Six years ago, co-founder Alex Agnew refinanced Navigator with some high-powered equity investors and ambitions to grow the company. Navigator had already launched Smart Homeowner, a 40,000-circ do-it-yourselfer, in 2001 and was searching for more launches and publishing talent.

Bulman bought into the Navigator partnership and brought Healthy Family to Portland.

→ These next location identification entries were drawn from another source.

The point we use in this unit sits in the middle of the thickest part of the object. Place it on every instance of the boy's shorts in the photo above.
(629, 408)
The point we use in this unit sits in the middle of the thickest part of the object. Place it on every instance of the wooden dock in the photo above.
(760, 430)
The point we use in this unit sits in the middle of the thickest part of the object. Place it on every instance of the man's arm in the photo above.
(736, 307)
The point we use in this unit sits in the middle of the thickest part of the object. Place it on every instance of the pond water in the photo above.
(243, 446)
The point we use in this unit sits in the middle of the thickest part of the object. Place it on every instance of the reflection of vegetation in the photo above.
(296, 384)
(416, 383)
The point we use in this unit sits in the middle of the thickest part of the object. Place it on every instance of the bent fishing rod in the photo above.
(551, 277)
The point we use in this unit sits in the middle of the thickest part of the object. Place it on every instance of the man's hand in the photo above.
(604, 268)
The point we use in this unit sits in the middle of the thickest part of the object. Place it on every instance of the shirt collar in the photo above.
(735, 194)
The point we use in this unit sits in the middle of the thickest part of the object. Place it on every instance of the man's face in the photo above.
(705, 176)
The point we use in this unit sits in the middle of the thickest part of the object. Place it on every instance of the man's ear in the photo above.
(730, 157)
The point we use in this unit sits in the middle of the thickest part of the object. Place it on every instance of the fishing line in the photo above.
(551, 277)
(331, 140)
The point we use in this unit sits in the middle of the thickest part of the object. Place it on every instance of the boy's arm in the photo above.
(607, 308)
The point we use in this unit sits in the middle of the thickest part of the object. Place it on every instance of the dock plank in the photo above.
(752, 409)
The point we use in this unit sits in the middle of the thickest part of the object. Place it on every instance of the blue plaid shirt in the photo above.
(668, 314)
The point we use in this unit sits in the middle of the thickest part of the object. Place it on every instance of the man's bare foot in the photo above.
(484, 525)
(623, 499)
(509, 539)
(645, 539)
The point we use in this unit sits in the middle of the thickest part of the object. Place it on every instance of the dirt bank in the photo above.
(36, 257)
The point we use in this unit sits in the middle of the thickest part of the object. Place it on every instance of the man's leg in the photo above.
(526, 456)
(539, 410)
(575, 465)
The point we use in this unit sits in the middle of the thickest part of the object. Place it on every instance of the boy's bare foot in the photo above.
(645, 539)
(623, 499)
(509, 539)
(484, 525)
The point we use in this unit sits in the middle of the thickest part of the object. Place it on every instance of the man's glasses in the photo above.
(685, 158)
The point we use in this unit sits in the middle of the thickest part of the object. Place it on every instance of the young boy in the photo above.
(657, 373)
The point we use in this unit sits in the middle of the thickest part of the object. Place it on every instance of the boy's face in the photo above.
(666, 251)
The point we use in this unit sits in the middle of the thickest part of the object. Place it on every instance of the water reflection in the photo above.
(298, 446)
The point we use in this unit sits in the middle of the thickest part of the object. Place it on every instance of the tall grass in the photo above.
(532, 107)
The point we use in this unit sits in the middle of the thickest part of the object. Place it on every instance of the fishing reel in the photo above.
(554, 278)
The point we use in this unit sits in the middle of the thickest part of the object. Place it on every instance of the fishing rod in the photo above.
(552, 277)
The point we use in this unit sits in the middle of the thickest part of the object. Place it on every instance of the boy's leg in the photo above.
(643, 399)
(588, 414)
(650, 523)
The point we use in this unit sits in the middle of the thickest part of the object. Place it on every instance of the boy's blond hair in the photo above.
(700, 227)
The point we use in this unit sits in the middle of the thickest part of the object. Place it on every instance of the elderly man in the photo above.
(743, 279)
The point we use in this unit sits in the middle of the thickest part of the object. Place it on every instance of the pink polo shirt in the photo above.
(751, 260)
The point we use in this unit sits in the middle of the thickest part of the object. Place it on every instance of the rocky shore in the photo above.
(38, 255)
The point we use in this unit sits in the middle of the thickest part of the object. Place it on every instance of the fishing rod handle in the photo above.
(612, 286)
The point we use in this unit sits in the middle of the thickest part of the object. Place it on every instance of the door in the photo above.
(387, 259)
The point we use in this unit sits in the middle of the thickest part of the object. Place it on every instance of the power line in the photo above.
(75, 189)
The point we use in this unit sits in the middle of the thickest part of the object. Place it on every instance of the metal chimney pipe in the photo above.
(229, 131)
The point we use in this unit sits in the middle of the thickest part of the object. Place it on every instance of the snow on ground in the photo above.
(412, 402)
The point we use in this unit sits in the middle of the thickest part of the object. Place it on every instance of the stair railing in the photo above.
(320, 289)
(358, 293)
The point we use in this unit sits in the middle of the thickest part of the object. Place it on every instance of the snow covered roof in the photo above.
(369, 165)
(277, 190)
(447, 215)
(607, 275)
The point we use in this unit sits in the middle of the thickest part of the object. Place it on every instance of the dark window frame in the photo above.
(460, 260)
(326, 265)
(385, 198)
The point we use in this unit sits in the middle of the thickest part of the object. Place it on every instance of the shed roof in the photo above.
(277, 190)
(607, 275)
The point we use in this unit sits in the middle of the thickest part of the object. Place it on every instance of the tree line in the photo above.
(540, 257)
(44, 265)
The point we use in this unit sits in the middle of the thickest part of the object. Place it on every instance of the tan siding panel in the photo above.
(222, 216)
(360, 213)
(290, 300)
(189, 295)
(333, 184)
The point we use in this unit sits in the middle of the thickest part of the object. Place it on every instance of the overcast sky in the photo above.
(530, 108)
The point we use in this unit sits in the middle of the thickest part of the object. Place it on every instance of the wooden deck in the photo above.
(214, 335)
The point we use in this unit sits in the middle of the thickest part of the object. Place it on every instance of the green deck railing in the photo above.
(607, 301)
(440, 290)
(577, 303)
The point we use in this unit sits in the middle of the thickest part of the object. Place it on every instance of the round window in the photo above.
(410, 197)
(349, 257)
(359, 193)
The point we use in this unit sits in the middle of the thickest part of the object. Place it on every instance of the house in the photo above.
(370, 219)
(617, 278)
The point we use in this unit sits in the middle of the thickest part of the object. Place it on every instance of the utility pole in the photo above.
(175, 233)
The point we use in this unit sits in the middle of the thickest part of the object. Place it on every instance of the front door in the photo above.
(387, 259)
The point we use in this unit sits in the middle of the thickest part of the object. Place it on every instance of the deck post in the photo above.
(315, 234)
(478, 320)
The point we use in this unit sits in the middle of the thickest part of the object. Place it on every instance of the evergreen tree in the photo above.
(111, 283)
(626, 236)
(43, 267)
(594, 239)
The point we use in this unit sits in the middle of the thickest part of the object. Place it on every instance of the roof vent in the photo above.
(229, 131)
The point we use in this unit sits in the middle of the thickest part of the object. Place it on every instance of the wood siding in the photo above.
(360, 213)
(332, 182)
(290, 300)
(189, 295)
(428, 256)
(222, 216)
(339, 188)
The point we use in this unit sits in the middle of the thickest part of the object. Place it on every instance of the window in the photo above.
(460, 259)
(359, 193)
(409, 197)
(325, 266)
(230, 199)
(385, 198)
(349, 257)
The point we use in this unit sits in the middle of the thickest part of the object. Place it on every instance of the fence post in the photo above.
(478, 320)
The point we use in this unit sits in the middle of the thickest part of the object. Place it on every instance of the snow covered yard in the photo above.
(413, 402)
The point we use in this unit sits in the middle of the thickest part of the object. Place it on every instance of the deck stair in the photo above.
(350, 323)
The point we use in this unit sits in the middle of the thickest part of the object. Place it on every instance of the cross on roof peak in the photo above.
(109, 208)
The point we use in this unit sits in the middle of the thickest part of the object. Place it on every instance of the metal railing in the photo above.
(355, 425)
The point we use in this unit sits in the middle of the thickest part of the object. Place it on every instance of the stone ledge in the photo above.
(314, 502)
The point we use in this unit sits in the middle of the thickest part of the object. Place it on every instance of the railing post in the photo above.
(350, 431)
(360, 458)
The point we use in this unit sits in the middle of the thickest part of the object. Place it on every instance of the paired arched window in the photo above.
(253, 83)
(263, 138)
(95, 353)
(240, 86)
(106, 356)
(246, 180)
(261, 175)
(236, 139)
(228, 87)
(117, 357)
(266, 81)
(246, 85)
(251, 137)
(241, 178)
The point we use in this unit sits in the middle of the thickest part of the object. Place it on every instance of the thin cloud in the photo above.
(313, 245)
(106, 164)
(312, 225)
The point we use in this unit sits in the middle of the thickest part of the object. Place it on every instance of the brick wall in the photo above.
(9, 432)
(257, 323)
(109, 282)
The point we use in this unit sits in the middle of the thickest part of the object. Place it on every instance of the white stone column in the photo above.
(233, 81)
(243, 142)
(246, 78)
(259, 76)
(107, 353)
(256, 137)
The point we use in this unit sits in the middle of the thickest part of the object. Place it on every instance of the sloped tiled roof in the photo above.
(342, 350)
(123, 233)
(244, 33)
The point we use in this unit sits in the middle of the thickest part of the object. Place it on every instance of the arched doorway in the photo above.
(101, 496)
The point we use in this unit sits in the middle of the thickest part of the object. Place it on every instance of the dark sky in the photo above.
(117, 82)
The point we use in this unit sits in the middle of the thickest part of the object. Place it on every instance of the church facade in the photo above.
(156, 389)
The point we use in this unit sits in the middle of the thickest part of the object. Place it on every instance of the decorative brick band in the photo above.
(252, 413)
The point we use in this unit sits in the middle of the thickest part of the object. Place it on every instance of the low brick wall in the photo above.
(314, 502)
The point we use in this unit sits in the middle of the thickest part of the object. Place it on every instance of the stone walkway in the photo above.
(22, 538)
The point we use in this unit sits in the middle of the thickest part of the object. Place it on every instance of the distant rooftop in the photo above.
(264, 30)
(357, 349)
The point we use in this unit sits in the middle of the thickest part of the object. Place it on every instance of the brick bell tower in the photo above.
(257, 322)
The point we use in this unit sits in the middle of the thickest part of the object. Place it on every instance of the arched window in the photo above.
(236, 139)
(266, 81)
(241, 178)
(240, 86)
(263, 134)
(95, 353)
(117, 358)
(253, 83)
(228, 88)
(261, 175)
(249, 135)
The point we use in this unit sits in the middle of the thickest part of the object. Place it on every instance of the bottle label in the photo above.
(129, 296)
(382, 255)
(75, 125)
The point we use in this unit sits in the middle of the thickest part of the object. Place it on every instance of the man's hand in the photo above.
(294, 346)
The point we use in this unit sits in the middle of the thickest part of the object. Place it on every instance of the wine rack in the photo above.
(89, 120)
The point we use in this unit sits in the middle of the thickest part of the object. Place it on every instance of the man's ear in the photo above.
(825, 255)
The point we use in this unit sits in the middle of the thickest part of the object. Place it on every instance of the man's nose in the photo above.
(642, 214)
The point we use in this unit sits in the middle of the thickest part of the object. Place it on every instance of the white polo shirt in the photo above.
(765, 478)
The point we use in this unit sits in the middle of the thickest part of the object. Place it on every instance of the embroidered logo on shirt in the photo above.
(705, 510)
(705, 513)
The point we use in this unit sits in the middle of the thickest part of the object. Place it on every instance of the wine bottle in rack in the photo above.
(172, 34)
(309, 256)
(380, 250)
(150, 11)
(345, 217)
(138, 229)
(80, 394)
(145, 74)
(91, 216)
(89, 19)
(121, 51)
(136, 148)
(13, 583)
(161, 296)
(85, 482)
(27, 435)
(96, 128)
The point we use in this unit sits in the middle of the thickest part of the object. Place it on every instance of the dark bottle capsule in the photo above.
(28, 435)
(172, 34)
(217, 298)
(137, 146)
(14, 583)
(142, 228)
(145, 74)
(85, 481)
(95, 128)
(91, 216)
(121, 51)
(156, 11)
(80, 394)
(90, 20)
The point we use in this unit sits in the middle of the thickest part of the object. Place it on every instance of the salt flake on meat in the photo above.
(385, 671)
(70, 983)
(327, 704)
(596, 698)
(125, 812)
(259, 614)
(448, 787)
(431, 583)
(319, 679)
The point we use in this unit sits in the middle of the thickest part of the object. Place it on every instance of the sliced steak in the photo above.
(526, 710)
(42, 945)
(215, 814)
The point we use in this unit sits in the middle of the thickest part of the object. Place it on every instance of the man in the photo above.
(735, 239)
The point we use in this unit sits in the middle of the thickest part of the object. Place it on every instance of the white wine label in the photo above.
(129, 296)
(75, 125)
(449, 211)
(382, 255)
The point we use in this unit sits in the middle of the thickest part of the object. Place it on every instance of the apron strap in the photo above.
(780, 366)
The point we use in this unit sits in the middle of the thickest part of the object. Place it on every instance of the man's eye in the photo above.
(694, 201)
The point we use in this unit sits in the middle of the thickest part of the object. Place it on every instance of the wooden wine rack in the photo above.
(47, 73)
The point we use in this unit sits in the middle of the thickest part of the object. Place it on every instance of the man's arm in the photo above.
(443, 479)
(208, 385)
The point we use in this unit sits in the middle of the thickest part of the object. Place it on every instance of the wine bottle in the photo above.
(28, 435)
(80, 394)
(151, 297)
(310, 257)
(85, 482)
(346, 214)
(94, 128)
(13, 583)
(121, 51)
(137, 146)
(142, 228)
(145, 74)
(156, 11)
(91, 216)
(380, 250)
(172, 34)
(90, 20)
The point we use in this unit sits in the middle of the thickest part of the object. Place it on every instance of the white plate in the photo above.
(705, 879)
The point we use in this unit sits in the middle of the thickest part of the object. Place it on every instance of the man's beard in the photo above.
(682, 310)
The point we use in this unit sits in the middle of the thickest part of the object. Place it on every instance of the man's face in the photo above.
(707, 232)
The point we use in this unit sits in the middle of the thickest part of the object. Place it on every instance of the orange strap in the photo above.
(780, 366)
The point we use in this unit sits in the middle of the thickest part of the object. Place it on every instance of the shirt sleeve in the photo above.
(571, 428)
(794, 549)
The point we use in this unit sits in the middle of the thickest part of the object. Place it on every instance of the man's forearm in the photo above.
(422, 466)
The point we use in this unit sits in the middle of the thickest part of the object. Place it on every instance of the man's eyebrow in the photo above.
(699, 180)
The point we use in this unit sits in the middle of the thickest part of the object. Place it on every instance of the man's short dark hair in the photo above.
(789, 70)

He declines to discuss his budget (although he projects break even in year three or four), but says that Navigator's economies of scale will give Healthy Family a healthy start. "If you have to build a launch from scratch, it's just that much harder," he says.

Bulman aims to reach 500,000 readers in four years, but he says, "Clearly there is potential to go north of 1 million." That's assuming the product clicks and he's right about the healthy lifestyle trend.

Tiny Navigator knows it can't take Healthy Family to that million mark alone, says managing director Michael Payson, so, the company is looking for partners among the top magazine publishers. "Several major publishers have already expressed interest in Healthy Family, and we're currently engaged in discussions regarding possible partnerships," he says.

To shape the editorial, Bulman called in Sarah Mahoney, a former editor of Ladies' Home Journal, as a consultant. The editor-in-chief is Christie Mattheson, a former editor of Boston Magazine's Concierge, a tourist publication. Her goal, she says, is "not to be super fluffy or super preachy." The inaugural issue features stories by health writers Hallie Levine and Nicci Micco. The mix is weighted toward health and nutrition, but the cover focuses on active family vacations, and there is a fashion feature too.

The first issue sports ads from Ford, Aventis, Dannon Yogurt, Kraft and Disney Travel, Bulman says. The quoted full-page rate is $18,000 and the magazine weighs in at 96 pages, about one-third of which is advertising. In addition to the magazine, which will publish on a six-issue schedule this year and go to 10 issues in 2005, the franchise will include a Website and book publishing. For Bulman and Navigator, Healthy Family could be the start of a wealthy corporate family.